建築やデザインに関心をもつ方なら、アンリ・ヴァン デ ヴェルデ Henry Van de Veldeの名前はご存知かと思います。20世紀初頭にヨーロッパで活躍した、現代デザインの開祖と言える人物で、バウハウスの前身である工芸学校を設立し、「ドイツ工作連盟」のメンバーであったデザイン界の巨匠です。日本でも、1990年に東京国立近代美術館工芸館で彼の単独展覧会が開催されたので、知っている方も多いでしょう。しかし、そのヴァン デ ヴェルデがマイセンに仕事を残していたことは、日本ではではほとんど知られていません。

19世紀の末、マイセンはユーゲントシュティール(アール・ヌーボー)の大きなムーブメントの中で、新しいサービス(食器セット)を模索していました。マイセン工場内でも試行錯誤がなされましたが、決定打はありません。

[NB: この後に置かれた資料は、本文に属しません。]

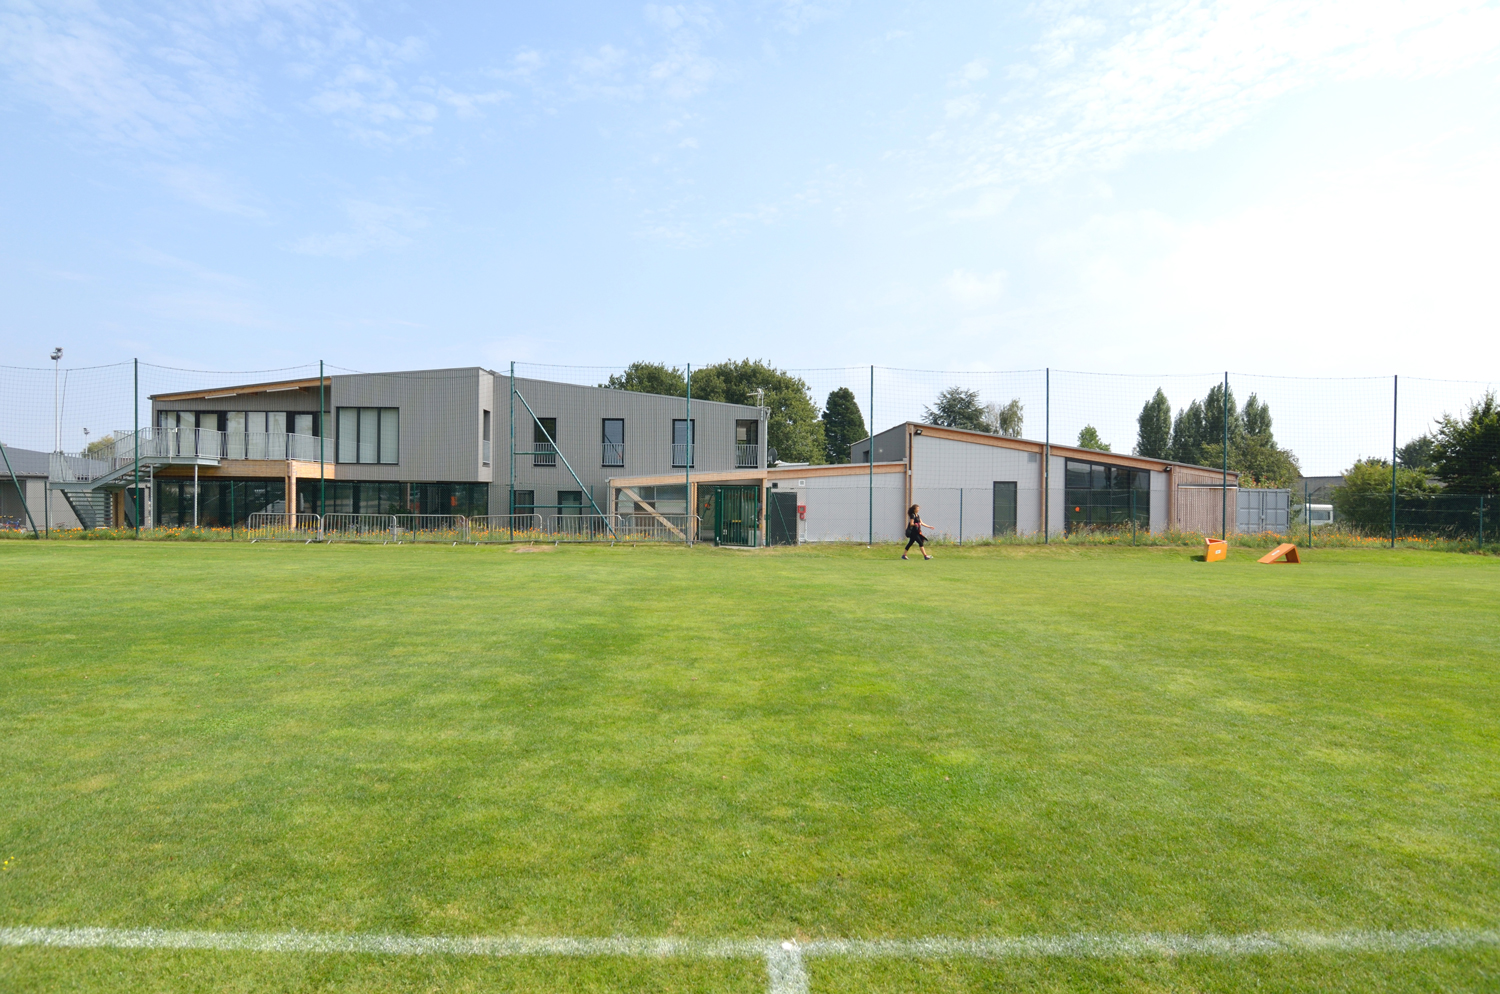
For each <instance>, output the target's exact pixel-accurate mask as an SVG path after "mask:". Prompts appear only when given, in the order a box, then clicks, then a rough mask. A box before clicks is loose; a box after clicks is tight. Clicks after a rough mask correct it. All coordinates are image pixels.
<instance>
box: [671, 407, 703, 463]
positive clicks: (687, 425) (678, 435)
mask: <svg viewBox="0 0 1500 994" xmlns="http://www.w3.org/2000/svg"><path fill="white" fill-rule="evenodd" d="M694 442H697V418H693V420H691V421H688V420H685V418H672V465H673V466H685V468H688V469H690V468H691V466H693V459H694V457H696V453H694V451H693V450H694V448H697V445H696V444H694Z"/></svg>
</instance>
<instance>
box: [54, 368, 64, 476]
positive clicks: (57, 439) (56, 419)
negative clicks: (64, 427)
mask: <svg viewBox="0 0 1500 994" xmlns="http://www.w3.org/2000/svg"><path fill="white" fill-rule="evenodd" d="M62 358H63V346H62V345H58V346H57V348H54V349H52V451H54V453H60V451H63V408H62V406H60V403H62V402H60V400H58V393H57V370H58V361H60V360H62Z"/></svg>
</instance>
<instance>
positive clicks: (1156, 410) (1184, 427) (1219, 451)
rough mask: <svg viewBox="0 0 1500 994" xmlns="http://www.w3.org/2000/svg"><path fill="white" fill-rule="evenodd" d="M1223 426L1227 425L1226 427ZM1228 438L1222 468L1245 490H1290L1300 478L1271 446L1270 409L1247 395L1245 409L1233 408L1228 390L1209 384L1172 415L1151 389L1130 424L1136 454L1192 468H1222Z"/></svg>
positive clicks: (1285, 454)
mask: <svg viewBox="0 0 1500 994" xmlns="http://www.w3.org/2000/svg"><path fill="white" fill-rule="evenodd" d="M1226 421H1227V424H1226ZM1226 435H1227V436H1229V468H1230V469H1233V471H1235V472H1238V474H1239V475H1241V480H1242V481H1244V483H1247V484H1253V486H1259V487H1290V486H1292V483H1293V481H1295V480H1298V478H1299V477H1301V475H1302V468H1301V466H1299V465H1298V457H1296V454H1293V451H1292V450H1290V448H1283V447H1281V445H1278V444H1277V436H1275V433H1274V432H1272V418H1271V406H1269V405H1268V403H1265V402H1263V400H1260V397H1257V396H1256V394H1250V397H1248V399H1247V400H1245V406H1244V408H1241V406H1238V405H1236V402H1235V388H1233V387H1229V385H1227V384H1215V385H1214V387H1211V388H1209V391H1208V396H1205V397H1203V400H1196V399H1194V400H1191V402H1190V403H1188V406H1185V408H1179V409H1178V414H1176V417H1173V414H1172V402H1170V400H1167V394H1166V393H1163V391H1161V388H1160V387H1158V388H1157V393H1155V394H1152V397H1151V400H1148V402H1146V405H1145V406H1143V408H1142V409H1140V415H1139V417H1137V418H1136V454H1137V456H1149V457H1152V459H1169V460H1172V462H1185V463H1193V465H1196V466H1223V465H1224V438H1226Z"/></svg>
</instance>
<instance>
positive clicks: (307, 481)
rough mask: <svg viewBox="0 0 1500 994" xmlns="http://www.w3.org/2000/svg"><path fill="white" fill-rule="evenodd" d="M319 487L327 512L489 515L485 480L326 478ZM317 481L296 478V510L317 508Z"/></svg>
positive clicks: (486, 487) (311, 512)
mask: <svg viewBox="0 0 1500 994" xmlns="http://www.w3.org/2000/svg"><path fill="white" fill-rule="evenodd" d="M323 487H324V492H326V498H327V513H329V514H462V516H465V517H483V516H486V514H489V484H487V483H390V481H377V480H329V481H324V483H323ZM318 489H320V481H318V480H299V481H297V510H299V511H303V513H317V511H318V507H320V502H318Z"/></svg>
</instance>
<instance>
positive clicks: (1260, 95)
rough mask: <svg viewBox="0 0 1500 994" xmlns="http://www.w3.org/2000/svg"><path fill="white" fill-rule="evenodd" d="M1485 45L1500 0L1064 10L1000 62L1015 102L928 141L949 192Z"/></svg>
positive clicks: (1460, 67) (1207, 131) (1196, 125)
mask: <svg viewBox="0 0 1500 994" xmlns="http://www.w3.org/2000/svg"><path fill="white" fill-rule="evenodd" d="M1094 42H1098V43H1097V45H1094ZM1091 45H1092V46H1091ZM1497 52H1500V7H1497V6H1494V4H1490V3H1481V1H1479V0H1428V1H1427V3H1421V4H1415V3H1398V1H1395V0H1323V1H1322V3H1311V4H1310V3H1301V1H1298V0H1271V1H1268V3H1233V1H1229V0H1226V1H1221V3H1212V1H1202V0H1157V3H1151V4H1148V6H1145V7H1139V9H1137V7H1133V9H1131V12H1130V15H1128V16H1127V19H1124V21H1122V22H1116V24H1106V22H1104V21H1101V19H1098V18H1086V16H1080V15H1079V13H1076V12H1074V10H1073V9H1071V7H1070V9H1067V10H1062V12H1058V13H1055V15H1052V19H1050V21H1049V22H1047V24H1046V27H1044V30H1043V37H1041V42H1040V43H1038V45H1037V54H1038V60H1037V63H1035V64H1025V66H1020V67H1013V70H1011V78H1013V79H1016V81H1017V85H1019V90H1017V91H1016V93H1013V94H1011V103H1013V105H1014V106H1016V108H1017V109H1016V111H1013V112H1011V114H1008V115H1005V117H1004V118H984V120H983V121H977V123H975V124H974V126H972V127H971V129H969V130H966V132H951V130H945V132H941V133H939V135H938V136H936V138H935V145H936V147H938V148H941V150H944V151H947V153H948V154H953V156H957V157H959V160H960V162H962V165H960V166H959V177H957V183H956V186H959V187H960V189H962V187H968V186H986V184H993V183H1002V184H1010V183H1017V181H1046V180H1050V178H1053V177H1056V175H1061V174H1067V172H1071V171H1077V169H1091V168H1113V166H1116V165H1119V163H1121V162H1122V160H1124V159H1125V157H1128V156H1131V154H1134V153H1139V151H1148V150H1184V148H1197V147H1202V145H1206V144H1208V142H1211V141H1214V139H1215V138H1218V136H1220V135H1223V133H1226V132H1229V130H1230V129H1233V127H1236V126H1238V124H1241V123H1242V121H1244V120H1245V118H1247V117H1250V115H1251V114H1253V112H1256V111H1257V109H1259V108H1260V106H1263V105H1266V103H1268V102H1271V100H1274V99H1277V97H1280V96H1283V94H1287V93H1292V91H1295V90H1301V88H1305V87H1308V85H1313V84H1316V82H1320V81H1328V79H1352V78H1365V76H1377V75H1379V76H1418V75H1431V73H1446V72H1454V70H1457V69H1461V67H1464V66H1469V64H1473V63H1475V61H1478V60H1481V58H1487V60H1488V58H1494V57H1496V54H1497ZM971 64H972V63H971ZM963 72H965V70H960V76H962V73H963ZM945 112H948V108H947V106H945Z"/></svg>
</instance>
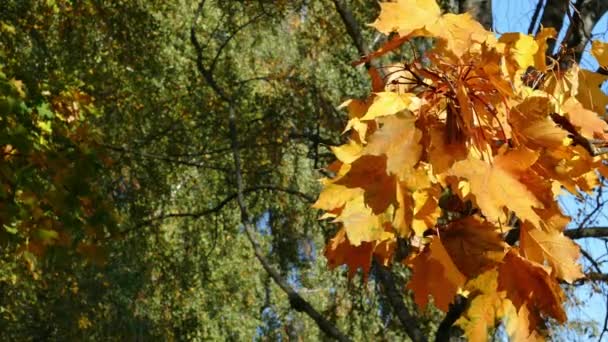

そこで、当時活躍していた外部の芸術家にそのデザインを委託したのです。白羽の矢が立った芸術家こそが、ヴァン デ ヴェルデでした。彼はドレスデンの博覧会で成功をおさめ、ザクセンでも名が知られていました。また、当時の彼の先進的デザインは、ヨーロッパ中で評判を呼んでいたのです。 ヴァン デ ヴェルデは、彼がマイセンで作った製品全てに、自身のイニシャルを刻印するという条件で、このオファーを受諾しました。

1903年、マイセンの大きな期待を込めた作品が発表されました。染付けの青で波ような曲線文様を描いた簡素なデザインであり、ヴァン デ ヴェルデの特徴を良く表した秀作でした。しかし、当時の市場からはマイセンが思い描いていたような評価は得られませんでした。それどころか、古くからのマイセンの顧客には、まるでそっぽを向かれてしまったのです。何年かの試行錯誤はあったものの、結果的には、経済的にも大きな赤字を残し、このプロジェクトは大失敗に終ったのです。そして、ユーゲントシュティールの流行が急速に収束してゆくにつれ、いつしかこれらの作品はマイセンの中で忘れられていきました。

しかし、近年ヴァン デ ヴェルデの仕事が研究されるにつれ、「彼のマイセンでの仕事は、その生涯でも最高のものの一つである」と評価されるに至りました。世界中のコレクターや美術館は彼のマイセンでの作品を所蔵しようと躍起になりました。その結果、ただでさえ数少ないヴァン デ ヴェルデの作品はアンティーク市場で高騰しました。

今回はアンリ・ヴァン デ ヴェルデのティーカップ&ソーサーを紹介出来る事になりました。そもそもC&Sは非常に少ないものですが、ティーカップ&ソーサーが単独で市場に出たのは、私の経験では初めてのことです。本作はマークにスクラッチのある2級品です。器にゆがみや顔料の跳ねなども見られますが、その希少性の前では大きな瑕疵とは考えていません。